Debdeep Jena

Character introduction

Principal Honors, Awards
Dr. Jena is a Professor of Electrical and Computer Engineering and Materials Science and Engineering at Cornell University. He joined Cornell in 2015 from the faculty at Notre Dame where he was since August 2003, shortly after earning the Ph.D. in Electrical and Computer Engineering from the University of California, Santa Barbara (UCSB). During his research career, he has received the International MBE Young Scientist award in 2014, the IBM faculty award in 2012, the ISCS Young Scientist award in 2012, the most valuable contribution awards at the Workshop for Compound Semiconductor Materials and Devices (WOCSEMMAD) in 2014, 2010 and 2008, the National Science Foundation (NSF) Career Award in 2006, a best student paper award at the Electronic Materials Conference in 2002, and a young author best paper award from the International Union of Pure and Applied Physics (IUPAP) in 2000. He was elected a Fellow of the American Physical Society in 2017.

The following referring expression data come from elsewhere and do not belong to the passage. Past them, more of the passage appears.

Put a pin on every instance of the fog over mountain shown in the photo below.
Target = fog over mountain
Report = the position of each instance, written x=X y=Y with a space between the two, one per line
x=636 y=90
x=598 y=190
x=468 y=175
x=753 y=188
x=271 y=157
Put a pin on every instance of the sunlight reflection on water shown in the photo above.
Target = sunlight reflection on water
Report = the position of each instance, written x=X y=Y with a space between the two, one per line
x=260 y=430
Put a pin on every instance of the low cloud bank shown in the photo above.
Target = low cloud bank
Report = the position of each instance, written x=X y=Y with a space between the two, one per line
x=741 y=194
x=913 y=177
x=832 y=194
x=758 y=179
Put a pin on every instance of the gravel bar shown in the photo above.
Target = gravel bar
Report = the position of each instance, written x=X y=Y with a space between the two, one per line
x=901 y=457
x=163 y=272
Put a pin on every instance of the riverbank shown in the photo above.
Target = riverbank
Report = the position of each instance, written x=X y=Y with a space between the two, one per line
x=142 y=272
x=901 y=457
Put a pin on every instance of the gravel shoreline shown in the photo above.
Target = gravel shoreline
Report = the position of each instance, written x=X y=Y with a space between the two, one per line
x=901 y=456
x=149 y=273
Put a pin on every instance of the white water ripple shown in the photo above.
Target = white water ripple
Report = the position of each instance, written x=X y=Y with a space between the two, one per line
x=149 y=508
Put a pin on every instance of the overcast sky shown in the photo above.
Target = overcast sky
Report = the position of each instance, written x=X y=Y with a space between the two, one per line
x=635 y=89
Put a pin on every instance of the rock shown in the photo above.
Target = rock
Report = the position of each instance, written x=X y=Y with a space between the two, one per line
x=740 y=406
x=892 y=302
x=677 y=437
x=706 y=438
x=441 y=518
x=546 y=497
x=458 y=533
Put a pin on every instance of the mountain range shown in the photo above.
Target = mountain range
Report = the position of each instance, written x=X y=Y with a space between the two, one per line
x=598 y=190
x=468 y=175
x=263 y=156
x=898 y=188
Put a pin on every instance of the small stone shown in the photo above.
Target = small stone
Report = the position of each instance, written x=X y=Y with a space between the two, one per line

Jena’s research and teaching interests are in the area of electronic materials and devices. His
research projects involve the epitaxial growth, design, and fabrication of semiconductor electronic and photonic devices. The device work is built upon fundamental experimental and theoretical studies of the quantum phenomena of charge, heat, & spin transport in III-V semiconductor heterostructures, and nanomaterials such as 2D layered semiconductors, nanowires, nanotubes, and graphene. He is the author or co-author on over 200 journal articles, several book chapters and review articles, and has edited one book, for which he has contributed two book chapters. He currently advises ten graduate students. Nineteen students have obtained their Ph.D. degrees and six students have obtained their M.S. degrees under his supervision. Since Fall 2003, the research efforts in his group have been supported by over $60M in collaborative research funding, with Jena serving as principal investigator on over $20M.

Topic: New Devices to Enable Future Memory, Logic, and Communication Systems

Abstract  Today, information systems are undergoing a major change. Old ways of thinking compartmentalized information into the three classical pillars: Logic, Memory, and Communication systems.  However, today it has become clear that that sort of division is only artificial, limited by the physical devices such as semiconductor transistors, amplifiers, and solid -state memories we have at hand to manipulate information. New and creative materials and device discoveries are changing this classical paradigm by filling the interfaces of these three pillars.  For example, the same physical devices that can “communicate” (semiconductor power amplifiers, or lasers and LEDs) can today also think, and store data.  The same devices that can “think”, meaning can do logic, can also “remember”, by merging logic and memory devices.  I will present a few examples of these new generations of devices enabled by new classes of materials at the intersection of Logic, Memory, and Communication systems. The direction towards a full quantum information system, where qubits, single photon communication, and quantum memory power the information system is likely not too far, and I will discuss what is needed for practical implementation of the quantum future of information systems.